Government Intervention

[.green]JGD:[.green] There’s been a lot of talk about government intervention during the pandemic. Some people would say that new left economic policies have been co-opted, in some ways. What’s next for new left economics as they become more mainstream? What’s next for these ideas?

[.green]CB:[.green] I guess it depends what ideas you're talking about. I think we're in a bit of a funny moment at the moment in UK politics where it's quite difficult to disentangle what's actually going on or to predict what might happen next. There's been a massive shift in the Conservative government's rhetoric over state intervention and Boris Johnson talking about being Rooseveltian and all the rest of it. But often that rhetoric, if you scratch the surface, hasn't actually been backed up by action. It took a few weeks for the IFS to work out that all the big announcements actually involved any new money, they were all just moving money around from things that had previously been planned. So, the idea that we're seeing this new era of fiscal stimulus and state interventionism is much more rhetoric than reality. That's one thing that we need to contend with. And I think it's still very possible that we're going to see essentially another round of austerity, once the immediate crisis in the government's mind starts to abate, but it probably won't be badged as such. So, we're in a different world from when the political discourse was dominated by the need for austerity, but beneath the surface, I think we're still going to see a lot of the same policies. Having said that, it is still obvious that the crisis is forcing the Conservative government to be much more interventionist than they naturally would like to be. And it is shifting that window of possibility in terms of the role of the state. But I think, in some ways, the way the left needs to respond to that is actually to have a more sophisticated understanding of what a progressive economic position would entail. And the debate needs to be not just ‘is the state intervening or not?’, ‘is the state spending?’ money or not’ but ‘who is it benefiting?’ and ‘how is it intervening and for what purpose?’.

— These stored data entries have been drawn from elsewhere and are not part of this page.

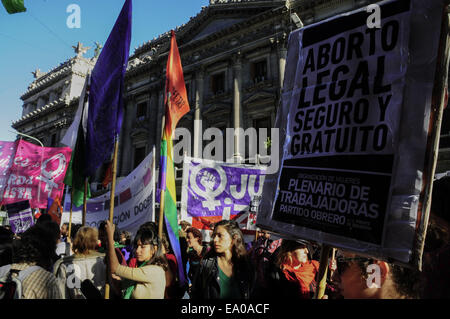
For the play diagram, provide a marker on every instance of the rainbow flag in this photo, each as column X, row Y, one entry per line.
column 14, row 6
column 176, row 106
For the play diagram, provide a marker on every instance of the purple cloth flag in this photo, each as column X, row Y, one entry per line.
column 105, row 99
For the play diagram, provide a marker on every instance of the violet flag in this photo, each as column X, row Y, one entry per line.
column 105, row 99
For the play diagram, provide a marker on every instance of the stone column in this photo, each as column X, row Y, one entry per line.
column 152, row 108
column 237, row 109
column 161, row 118
column 197, row 114
column 125, row 141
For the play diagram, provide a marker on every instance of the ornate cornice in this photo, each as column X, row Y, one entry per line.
column 152, row 52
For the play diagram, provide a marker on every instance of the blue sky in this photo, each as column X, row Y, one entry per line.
column 40, row 38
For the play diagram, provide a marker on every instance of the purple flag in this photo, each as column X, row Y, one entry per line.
column 105, row 99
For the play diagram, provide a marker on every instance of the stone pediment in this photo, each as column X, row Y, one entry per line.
column 259, row 96
column 218, row 16
column 215, row 26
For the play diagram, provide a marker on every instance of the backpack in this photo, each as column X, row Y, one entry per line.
column 11, row 281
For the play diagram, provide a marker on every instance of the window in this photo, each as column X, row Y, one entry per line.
column 188, row 88
column 218, row 83
column 259, row 71
column 53, row 141
column 141, row 110
column 139, row 155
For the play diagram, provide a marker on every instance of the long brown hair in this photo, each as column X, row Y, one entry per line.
column 288, row 246
column 85, row 240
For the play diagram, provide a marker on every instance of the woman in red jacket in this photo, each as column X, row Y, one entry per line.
column 297, row 271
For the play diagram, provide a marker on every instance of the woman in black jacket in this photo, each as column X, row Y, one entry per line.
column 225, row 272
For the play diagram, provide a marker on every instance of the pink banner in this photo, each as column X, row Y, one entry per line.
column 7, row 151
column 36, row 174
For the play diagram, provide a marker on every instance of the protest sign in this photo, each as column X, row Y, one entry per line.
column 133, row 202
column 36, row 174
column 7, row 152
column 214, row 190
column 356, row 113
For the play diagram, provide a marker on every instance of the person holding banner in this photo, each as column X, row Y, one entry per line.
column 359, row 277
column 34, row 251
column 293, row 273
column 225, row 272
column 148, row 280
column 196, row 250
column 86, row 263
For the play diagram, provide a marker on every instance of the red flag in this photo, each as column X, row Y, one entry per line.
column 55, row 211
column 108, row 176
column 179, row 104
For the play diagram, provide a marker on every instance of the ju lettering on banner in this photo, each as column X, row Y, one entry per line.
column 214, row 190
column 36, row 174
column 7, row 152
column 20, row 216
column 355, row 100
column 134, row 202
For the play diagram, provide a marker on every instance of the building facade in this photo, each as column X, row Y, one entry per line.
column 51, row 100
column 233, row 54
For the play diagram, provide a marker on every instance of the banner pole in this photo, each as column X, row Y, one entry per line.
column 70, row 215
column 154, row 183
column 111, row 203
column 322, row 276
column 333, row 257
column 85, row 201
column 163, row 191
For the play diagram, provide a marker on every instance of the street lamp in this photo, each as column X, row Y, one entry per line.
column 40, row 166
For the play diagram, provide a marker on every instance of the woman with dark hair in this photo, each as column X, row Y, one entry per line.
column 148, row 279
column 85, row 263
column 33, row 253
column 225, row 272
column 394, row 281
column 293, row 273
column 196, row 250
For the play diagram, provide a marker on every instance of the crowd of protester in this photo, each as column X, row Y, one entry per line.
column 74, row 261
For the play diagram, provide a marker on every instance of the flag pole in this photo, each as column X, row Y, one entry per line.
column 323, row 268
column 70, row 215
column 163, row 191
column 111, row 203
column 154, row 182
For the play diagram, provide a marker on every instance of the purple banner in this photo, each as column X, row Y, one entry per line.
column 213, row 188
column 7, row 152
column 21, row 221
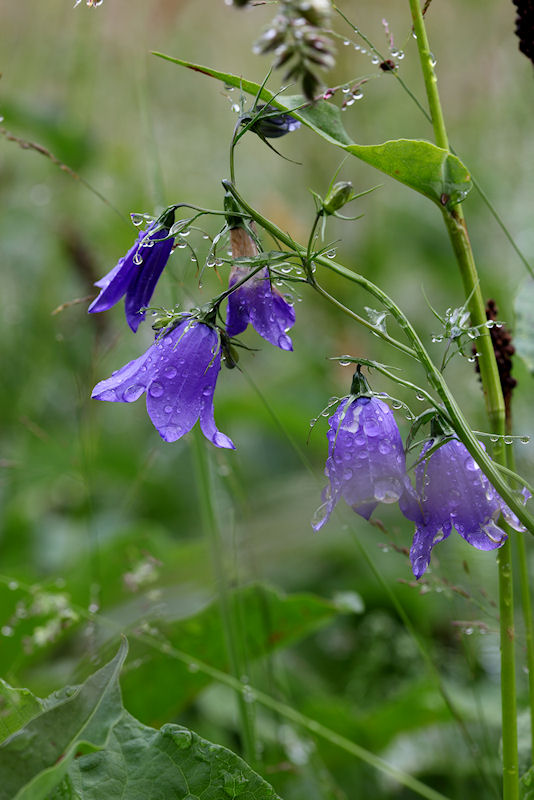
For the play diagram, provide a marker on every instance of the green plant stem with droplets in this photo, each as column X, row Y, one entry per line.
column 457, row 229
column 526, row 607
column 211, row 525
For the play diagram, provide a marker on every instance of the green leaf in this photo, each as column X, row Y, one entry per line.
column 428, row 169
column 35, row 759
column 524, row 323
column 17, row 707
column 170, row 764
column 268, row 620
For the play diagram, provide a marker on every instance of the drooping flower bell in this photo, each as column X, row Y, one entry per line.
column 452, row 491
column 256, row 301
column 178, row 373
column 366, row 464
column 135, row 275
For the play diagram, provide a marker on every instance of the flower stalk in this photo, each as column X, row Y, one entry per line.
column 456, row 227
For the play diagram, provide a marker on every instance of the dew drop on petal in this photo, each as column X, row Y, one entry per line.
column 133, row 392
column 371, row 427
column 156, row 389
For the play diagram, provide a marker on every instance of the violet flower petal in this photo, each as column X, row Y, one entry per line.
column 257, row 302
column 136, row 281
column 178, row 372
column 453, row 491
column 366, row 463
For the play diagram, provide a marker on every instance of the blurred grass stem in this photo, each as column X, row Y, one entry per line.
column 210, row 522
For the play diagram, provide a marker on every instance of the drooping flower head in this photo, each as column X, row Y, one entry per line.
column 135, row 275
column 366, row 463
column 452, row 491
column 178, row 373
column 256, row 301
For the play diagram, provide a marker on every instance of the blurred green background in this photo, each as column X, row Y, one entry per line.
column 101, row 523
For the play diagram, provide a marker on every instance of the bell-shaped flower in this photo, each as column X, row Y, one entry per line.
column 452, row 491
column 135, row 275
column 255, row 300
column 366, row 463
column 178, row 373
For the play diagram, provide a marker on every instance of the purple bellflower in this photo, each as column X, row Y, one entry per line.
column 451, row 490
column 135, row 275
column 178, row 373
column 256, row 301
column 366, row 463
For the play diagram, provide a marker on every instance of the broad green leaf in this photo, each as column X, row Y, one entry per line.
column 17, row 707
column 35, row 759
column 170, row 764
column 428, row 169
column 524, row 323
column 268, row 620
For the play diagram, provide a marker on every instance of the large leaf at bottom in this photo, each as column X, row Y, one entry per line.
column 428, row 169
column 170, row 764
column 35, row 759
column 157, row 686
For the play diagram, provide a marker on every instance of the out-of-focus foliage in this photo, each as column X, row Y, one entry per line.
column 100, row 523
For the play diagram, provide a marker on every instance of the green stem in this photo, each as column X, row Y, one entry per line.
column 508, row 690
column 456, row 227
column 526, row 605
column 211, row 525
column 435, row 378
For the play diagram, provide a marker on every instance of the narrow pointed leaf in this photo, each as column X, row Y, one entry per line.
column 34, row 759
column 428, row 169
column 269, row 620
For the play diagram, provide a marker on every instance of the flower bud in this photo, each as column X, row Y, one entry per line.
column 316, row 12
column 337, row 197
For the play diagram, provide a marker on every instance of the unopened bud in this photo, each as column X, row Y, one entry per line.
column 337, row 197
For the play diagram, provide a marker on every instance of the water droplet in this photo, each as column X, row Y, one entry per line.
column 156, row 389
column 183, row 738
column 133, row 392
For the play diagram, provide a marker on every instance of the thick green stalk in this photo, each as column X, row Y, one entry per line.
column 489, row 374
column 211, row 526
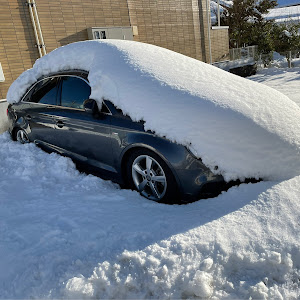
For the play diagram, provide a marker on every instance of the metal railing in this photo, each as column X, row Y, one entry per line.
column 249, row 52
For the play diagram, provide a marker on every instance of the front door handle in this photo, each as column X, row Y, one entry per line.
column 60, row 124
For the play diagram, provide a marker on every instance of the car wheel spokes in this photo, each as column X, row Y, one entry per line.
column 22, row 137
column 149, row 177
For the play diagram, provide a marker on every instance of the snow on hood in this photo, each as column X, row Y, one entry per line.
column 243, row 127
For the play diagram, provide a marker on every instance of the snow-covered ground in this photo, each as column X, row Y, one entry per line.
column 68, row 235
column 284, row 14
column 284, row 80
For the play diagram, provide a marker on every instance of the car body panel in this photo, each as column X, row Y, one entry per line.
column 104, row 141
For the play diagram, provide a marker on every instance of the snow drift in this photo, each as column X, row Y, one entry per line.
column 244, row 128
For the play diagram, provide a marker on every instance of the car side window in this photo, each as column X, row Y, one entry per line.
column 45, row 92
column 74, row 92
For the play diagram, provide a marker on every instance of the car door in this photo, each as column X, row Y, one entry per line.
column 82, row 135
column 41, row 104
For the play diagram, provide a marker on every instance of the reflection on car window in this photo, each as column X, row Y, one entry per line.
column 74, row 92
column 45, row 92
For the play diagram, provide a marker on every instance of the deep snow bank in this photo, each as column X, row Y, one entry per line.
column 250, row 253
column 246, row 129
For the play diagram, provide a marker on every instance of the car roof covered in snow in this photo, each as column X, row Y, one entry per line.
column 245, row 128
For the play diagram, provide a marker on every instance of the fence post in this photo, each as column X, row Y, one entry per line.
column 290, row 59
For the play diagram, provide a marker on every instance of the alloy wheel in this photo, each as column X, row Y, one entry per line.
column 22, row 137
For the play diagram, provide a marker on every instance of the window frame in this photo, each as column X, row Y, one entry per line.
column 30, row 91
column 58, row 96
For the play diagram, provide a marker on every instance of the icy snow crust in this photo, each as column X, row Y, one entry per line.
column 246, row 129
column 67, row 235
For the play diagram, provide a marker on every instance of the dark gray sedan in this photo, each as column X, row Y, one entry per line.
column 57, row 114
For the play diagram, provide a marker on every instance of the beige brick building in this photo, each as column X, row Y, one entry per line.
column 179, row 25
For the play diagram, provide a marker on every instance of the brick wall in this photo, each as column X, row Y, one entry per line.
column 62, row 22
column 179, row 25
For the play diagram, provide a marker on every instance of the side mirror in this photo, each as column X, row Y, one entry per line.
column 90, row 106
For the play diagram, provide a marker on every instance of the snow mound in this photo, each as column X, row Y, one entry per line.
column 244, row 128
column 251, row 253
column 65, row 235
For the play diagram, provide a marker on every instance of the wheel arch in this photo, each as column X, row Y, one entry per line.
column 132, row 148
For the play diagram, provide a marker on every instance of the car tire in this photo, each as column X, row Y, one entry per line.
column 21, row 136
column 148, row 174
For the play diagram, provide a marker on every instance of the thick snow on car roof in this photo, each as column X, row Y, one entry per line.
column 243, row 127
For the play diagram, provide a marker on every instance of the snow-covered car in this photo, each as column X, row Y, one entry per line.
column 166, row 124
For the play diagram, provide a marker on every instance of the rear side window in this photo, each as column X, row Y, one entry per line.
column 45, row 92
column 74, row 92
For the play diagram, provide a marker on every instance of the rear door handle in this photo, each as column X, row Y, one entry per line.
column 60, row 124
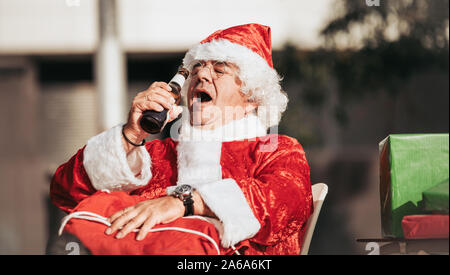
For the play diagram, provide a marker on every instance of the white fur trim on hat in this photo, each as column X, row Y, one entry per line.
column 260, row 82
column 109, row 167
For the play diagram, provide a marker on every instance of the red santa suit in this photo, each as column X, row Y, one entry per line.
column 257, row 185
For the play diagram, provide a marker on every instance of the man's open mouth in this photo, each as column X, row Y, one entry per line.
column 202, row 96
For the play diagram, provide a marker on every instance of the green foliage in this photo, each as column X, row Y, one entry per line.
column 366, row 50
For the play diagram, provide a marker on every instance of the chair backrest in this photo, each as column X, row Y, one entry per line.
column 319, row 192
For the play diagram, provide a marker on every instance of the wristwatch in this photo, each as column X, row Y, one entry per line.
column 184, row 193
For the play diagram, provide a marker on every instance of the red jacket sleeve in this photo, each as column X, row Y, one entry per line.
column 280, row 192
column 70, row 184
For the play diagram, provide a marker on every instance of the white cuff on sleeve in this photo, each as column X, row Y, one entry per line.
column 108, row 166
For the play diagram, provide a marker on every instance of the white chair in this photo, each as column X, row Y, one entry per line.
column 319, row 191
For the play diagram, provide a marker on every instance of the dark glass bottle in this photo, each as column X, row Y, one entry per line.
column 152, row 121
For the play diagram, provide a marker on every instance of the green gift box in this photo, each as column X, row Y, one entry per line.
column 435, row 199
column 409, row 165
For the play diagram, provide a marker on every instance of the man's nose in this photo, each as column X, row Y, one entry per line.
column 205, row 74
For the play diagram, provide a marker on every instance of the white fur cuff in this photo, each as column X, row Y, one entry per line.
column 226, row 200
column 108, row 166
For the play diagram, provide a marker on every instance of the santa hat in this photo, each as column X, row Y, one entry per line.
column 249, row 48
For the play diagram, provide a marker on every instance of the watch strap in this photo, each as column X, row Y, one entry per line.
column 189, row 206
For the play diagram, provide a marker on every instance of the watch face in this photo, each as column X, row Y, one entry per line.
column 184, row 190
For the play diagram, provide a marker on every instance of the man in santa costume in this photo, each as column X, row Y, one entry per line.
column 228, row 185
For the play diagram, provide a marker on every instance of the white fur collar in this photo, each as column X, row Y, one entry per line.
column 248, row 127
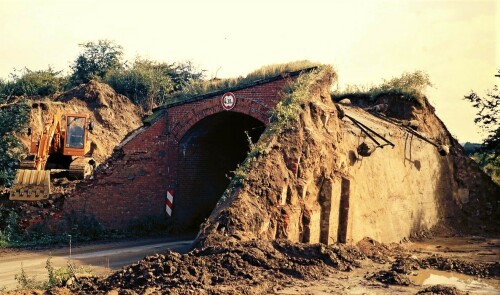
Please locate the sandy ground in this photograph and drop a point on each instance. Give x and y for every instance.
(107, 257)
(101, 258)
(474, 249)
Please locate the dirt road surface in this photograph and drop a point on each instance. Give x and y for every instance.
(101, 258)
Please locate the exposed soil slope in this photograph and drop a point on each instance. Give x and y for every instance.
(312, 183)
(114, 115)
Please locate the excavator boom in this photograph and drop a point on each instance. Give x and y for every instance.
(64, 135)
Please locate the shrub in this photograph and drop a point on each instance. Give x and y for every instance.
(97, 59)
(200, 87)
(149, 83)
(26, 82)
(13, 119)
(408, 86)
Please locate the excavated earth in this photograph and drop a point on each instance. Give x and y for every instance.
(114, 116)
(250, 246)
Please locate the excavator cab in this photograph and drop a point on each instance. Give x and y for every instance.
(63, 135)
(75, 139)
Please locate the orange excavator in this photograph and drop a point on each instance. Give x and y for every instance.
(63, 146)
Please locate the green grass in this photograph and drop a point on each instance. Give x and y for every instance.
(213, 85)
(409, 86)
(285, 116)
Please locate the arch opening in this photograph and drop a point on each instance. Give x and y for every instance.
(208, 153)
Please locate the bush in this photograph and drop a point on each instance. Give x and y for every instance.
(409, 86)
(56, 277)
(26, 82)
(13, 119)
(149, 83)
(97, 59)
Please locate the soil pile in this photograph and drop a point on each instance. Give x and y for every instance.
(312, 183)
(230, 268)
(114, 115)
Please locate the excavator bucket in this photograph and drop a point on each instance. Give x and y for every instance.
(30, 185)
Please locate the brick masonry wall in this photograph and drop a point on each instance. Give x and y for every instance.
(133, 186)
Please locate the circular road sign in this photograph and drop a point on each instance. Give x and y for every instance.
(228, 101)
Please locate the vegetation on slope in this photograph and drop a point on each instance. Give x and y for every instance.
(488, 119)
(201, 87)
(408, 86)
(285, 116)
(13, 119)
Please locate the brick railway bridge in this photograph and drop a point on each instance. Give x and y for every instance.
(184, 150)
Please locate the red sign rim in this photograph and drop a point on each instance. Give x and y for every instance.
(227, 108)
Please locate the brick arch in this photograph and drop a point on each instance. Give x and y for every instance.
(244, 106)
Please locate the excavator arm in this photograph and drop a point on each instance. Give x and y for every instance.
(33, 182)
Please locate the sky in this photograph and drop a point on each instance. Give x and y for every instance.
(456, 42)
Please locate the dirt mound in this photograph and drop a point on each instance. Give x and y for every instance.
(390, 278)
(232, 268)
(309, 183)
(440, 290)
(114, 115)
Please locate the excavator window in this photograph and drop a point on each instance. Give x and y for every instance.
(75, 132)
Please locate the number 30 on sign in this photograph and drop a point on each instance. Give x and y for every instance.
(228, 101)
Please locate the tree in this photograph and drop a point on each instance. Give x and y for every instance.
(13, 119)
(488, 118)
(29, 83)
(97, 59)
(150, 83)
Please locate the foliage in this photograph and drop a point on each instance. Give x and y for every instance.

This is why I keep banging on about rentier power or whatever better word we're going to find for this. If you actually analyse and pick apart the ways that the government has been intervening, it's exacerbating power and wealth inequalities between the asset-owning wealthy and the working poor, it's not reducing them, and oftentimes, it is essentially an implicit bailout for those interests. The 2008 bank bailouts were state intervention. State intervention in and of itself isn't necessarily progressive; the state can intervene basically to prop up an unequal and unjust status quo by subsidising already wealthy private actors. And that's not progressive. And that is what you're increasingly going to see the government doing, what you won't see it doing is challenging those concentrations of ownership and those imbalances of power. I think those are the more interesting, new economic ideas that have been developing and percolating on the left in the last few years. Those are the ones for me that we really need to focus on developing. I would say that because I was interested in them anyway. But I genuinely think that that is where this political moment has to, has to push us, if we don't want to get trapped in this sort of weird Kafkaesque debate that's not really a debate anymore about austerity. A sort of role reversal, where the Tories are saying that they're not doing austerity anymore, when actually, they are. I mean, of course, we need to challenge that, but I think it's not enough anymore just to challenge that only within its own terms.